El lunes 16 de febrero, un “torito” de pirotecnia alcanzó la vestimenta de la joven —elaborada con rafia— mientras participaba con su comparsa proveniente de Tenango de Doria. El material inflamable propagó el fuego con rapidez. Dos personas que intentaron auxiliarla también resultaron con lesiones.
Testigos recuerdan gritos, confusión y una respuesta improvisada: desde el templete, alguien sugirió arrojar cerveza para apagar las llamas. No hubo una ambulancia visible a escasos metros, ni un protocolo claro de actuación. La música continuó.
Pero el verdadero drama, narran sus allegados, comenzó después.
Tras el incidente, la joven fue trasladada al hospital regional de San Bartolo Tutotepec. Ahí, según la familia, les informaron que no contaban con los materiales necesarios para atender quemaduras de esa magnitud. La alternativa fue un alta voluntaria.
“Nos dijeron que no tenían cómo atenderla”, relata un familiar. Sin más opción, decidieron buscar atención especializada fuera del municipio.
El traslado hacia la Ciudad de México representaba la esperanza de recibir tratamiento oportuno. Sin embargo, aseguran que también enfrentaron negativas y dilaciones en instituciones públicas de la capital del país.

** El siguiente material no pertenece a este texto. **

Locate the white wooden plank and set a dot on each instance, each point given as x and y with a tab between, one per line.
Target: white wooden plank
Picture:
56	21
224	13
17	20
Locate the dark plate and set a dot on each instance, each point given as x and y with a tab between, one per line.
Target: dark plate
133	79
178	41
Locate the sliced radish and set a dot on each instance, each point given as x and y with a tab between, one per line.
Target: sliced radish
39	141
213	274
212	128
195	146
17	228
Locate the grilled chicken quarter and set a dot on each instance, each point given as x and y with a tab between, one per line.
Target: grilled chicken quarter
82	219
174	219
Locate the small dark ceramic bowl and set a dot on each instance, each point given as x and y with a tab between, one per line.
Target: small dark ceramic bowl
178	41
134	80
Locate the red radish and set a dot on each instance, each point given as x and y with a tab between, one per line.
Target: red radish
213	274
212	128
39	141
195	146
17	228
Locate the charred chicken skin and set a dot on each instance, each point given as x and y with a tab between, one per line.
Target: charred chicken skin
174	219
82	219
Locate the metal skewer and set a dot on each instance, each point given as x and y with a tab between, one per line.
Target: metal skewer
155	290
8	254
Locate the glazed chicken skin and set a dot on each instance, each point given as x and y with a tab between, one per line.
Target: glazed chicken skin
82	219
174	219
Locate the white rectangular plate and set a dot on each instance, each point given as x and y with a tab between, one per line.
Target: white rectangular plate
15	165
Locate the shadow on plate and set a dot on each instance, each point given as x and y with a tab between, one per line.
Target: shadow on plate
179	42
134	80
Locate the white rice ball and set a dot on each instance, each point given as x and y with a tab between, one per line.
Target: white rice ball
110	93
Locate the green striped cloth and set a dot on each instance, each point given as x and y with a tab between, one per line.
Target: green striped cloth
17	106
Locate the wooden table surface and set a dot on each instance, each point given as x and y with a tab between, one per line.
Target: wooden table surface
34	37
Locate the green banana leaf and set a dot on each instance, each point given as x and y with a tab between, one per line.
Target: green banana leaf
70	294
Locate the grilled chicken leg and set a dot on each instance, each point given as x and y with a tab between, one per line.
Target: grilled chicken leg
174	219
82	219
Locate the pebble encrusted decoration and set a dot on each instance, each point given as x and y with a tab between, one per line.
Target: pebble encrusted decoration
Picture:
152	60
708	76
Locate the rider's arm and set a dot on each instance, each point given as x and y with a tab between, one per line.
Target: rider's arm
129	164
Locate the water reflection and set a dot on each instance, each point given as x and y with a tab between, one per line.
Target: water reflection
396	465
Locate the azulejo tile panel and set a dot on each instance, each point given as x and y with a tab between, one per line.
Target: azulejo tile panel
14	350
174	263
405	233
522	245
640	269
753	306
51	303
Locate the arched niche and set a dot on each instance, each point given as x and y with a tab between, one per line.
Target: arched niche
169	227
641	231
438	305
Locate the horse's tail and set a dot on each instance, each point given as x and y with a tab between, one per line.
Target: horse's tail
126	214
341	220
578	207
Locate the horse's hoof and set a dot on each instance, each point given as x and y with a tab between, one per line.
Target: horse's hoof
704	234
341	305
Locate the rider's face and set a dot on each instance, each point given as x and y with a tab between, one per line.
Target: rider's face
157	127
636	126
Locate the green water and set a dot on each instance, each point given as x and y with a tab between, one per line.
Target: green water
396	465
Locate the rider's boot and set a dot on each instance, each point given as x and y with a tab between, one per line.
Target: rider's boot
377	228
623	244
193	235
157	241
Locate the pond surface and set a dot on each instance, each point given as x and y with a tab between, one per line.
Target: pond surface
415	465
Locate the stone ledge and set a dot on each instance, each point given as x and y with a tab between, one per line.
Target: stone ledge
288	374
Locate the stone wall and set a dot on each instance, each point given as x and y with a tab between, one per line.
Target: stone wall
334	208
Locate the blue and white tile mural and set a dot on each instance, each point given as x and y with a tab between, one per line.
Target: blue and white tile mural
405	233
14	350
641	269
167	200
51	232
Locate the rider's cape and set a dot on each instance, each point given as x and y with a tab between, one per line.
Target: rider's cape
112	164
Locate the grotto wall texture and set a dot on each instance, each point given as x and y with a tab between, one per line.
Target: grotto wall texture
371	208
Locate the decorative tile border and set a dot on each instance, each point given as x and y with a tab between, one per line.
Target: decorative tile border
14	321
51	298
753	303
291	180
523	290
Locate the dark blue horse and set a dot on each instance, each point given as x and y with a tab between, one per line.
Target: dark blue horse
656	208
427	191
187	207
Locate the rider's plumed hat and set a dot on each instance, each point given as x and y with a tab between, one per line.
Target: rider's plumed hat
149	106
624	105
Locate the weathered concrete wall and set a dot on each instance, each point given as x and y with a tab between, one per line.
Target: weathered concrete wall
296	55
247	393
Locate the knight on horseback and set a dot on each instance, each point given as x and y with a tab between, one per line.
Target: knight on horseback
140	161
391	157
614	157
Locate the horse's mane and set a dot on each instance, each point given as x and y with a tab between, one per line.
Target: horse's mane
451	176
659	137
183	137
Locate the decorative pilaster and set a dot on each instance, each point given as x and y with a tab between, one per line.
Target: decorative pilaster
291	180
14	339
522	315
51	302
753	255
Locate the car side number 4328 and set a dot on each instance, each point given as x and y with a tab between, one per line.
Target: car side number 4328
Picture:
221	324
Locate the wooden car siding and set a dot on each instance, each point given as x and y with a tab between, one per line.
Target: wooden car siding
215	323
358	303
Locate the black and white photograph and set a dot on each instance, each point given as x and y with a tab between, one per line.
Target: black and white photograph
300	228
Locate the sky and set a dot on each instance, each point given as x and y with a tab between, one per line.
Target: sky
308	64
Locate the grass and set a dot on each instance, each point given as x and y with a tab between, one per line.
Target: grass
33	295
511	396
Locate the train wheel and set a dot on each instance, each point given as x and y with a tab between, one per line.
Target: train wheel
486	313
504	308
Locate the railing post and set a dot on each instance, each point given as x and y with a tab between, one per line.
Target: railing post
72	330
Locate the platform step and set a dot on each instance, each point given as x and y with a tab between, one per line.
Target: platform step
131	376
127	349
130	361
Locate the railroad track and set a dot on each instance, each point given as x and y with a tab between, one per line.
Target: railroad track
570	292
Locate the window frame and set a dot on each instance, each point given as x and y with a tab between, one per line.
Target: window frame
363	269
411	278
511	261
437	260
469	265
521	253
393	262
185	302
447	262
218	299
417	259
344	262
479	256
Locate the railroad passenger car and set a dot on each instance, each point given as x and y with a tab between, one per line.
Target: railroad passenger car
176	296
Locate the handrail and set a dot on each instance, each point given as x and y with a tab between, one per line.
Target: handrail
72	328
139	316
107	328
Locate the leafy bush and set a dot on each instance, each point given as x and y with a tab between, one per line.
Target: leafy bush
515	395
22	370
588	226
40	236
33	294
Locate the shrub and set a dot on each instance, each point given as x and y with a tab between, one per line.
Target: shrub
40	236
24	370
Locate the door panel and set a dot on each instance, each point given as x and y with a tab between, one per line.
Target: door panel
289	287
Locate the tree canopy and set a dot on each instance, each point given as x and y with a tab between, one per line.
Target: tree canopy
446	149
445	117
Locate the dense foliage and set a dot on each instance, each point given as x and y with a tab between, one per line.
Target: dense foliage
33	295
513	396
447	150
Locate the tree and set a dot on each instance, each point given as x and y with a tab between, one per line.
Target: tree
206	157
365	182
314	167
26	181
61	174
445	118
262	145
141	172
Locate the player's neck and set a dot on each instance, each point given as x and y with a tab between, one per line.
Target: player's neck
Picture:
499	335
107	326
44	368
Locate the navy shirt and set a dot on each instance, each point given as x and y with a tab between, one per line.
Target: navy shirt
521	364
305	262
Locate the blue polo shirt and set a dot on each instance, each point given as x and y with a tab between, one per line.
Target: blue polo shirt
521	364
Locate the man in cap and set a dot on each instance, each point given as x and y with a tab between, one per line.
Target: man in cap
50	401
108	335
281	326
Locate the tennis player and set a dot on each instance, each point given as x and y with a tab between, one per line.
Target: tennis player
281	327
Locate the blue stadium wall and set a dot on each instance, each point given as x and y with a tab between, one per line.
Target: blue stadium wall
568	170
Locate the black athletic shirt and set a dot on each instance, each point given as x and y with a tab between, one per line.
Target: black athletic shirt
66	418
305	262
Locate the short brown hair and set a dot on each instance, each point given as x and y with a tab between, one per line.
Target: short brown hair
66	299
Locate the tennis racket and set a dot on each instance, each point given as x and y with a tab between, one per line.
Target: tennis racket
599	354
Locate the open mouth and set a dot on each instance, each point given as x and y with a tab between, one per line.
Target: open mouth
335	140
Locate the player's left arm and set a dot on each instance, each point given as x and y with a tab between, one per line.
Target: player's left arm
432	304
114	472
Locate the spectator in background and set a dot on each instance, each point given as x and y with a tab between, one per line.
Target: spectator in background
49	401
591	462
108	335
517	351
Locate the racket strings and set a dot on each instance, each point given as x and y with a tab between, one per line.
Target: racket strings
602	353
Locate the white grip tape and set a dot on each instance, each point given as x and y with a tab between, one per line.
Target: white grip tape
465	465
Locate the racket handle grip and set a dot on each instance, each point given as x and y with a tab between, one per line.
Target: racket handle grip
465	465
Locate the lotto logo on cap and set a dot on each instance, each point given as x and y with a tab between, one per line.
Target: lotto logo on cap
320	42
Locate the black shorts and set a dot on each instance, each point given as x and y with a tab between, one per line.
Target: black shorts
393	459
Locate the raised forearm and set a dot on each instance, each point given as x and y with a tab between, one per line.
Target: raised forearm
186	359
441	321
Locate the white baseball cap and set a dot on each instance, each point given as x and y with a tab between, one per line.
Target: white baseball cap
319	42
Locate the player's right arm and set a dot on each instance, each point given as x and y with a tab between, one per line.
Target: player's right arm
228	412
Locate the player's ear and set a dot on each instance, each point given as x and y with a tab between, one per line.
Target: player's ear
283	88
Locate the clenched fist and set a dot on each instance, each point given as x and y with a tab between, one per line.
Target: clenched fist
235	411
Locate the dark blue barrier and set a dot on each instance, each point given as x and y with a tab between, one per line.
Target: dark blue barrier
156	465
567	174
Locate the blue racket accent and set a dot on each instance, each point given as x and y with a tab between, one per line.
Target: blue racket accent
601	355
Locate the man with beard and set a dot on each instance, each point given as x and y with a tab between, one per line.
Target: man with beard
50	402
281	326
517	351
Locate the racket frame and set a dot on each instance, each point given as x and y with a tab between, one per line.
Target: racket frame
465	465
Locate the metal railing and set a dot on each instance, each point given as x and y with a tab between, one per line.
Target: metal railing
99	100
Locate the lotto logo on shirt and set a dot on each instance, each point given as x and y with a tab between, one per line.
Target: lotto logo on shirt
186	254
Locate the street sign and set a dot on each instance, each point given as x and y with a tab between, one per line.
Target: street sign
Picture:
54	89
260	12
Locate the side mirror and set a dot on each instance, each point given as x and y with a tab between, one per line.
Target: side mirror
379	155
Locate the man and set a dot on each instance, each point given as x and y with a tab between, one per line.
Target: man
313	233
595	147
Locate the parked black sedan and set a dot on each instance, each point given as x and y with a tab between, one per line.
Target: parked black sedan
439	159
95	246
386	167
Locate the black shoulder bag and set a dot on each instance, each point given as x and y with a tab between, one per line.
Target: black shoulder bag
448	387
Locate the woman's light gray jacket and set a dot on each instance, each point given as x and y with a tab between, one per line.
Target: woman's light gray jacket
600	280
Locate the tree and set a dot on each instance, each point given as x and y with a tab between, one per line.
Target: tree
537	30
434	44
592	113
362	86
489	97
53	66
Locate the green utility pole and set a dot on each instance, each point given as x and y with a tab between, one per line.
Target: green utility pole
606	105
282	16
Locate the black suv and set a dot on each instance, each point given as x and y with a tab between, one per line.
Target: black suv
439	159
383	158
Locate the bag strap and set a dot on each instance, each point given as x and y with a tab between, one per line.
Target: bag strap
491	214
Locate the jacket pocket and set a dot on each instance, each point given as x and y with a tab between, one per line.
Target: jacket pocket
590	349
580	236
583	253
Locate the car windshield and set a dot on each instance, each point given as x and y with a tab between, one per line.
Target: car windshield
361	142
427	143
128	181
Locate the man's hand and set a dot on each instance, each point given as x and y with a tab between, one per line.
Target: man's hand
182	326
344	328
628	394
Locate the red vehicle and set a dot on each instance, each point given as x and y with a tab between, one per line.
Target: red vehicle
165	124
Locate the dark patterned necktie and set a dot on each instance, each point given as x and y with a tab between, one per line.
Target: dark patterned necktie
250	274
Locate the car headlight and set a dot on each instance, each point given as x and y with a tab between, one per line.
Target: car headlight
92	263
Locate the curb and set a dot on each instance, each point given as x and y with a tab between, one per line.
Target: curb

Mientras las horas avanzaban —cruciales en el tratamiento de quemaduras—, la familia asegura que no hubo acompañamiento institucional, orientación ni gestión oficial.
Finalmente, optaron por ingresar a la joven en un hospital privado, donde actualmente recibe atención, costeada íntegramente por sus familiares.
AUTORIDADES EN EL PRESÍDIUM
En el presídium del carnaval se encontraban autoridades municipales y estatales, entre ellas el alcalde Ubaldo González y la secretaria de Cultura estatal, Neyda Naranjo. No obstante, de acuerdo con los testimonios, tras el incidente no hubo seguimiento médico ni respaldo formal hacia la familia.
Para los allegados, el dolor no sólo proviene de las quemaduras de primer y segundo grado, sino de la sensación de desamparo.
“Lo más duro no fue el accidente, fue sentir que nadie respondió”, expresaron.
Hoy, mientras la joven continúa bajo atención especializada, su familia insiste en que lo ocurrido no debe reducirse a un accidente festivo, sino analizarse como una cadena de fallas: en la prevención, en la reacción y, sobre todo, en la atención médica posterior.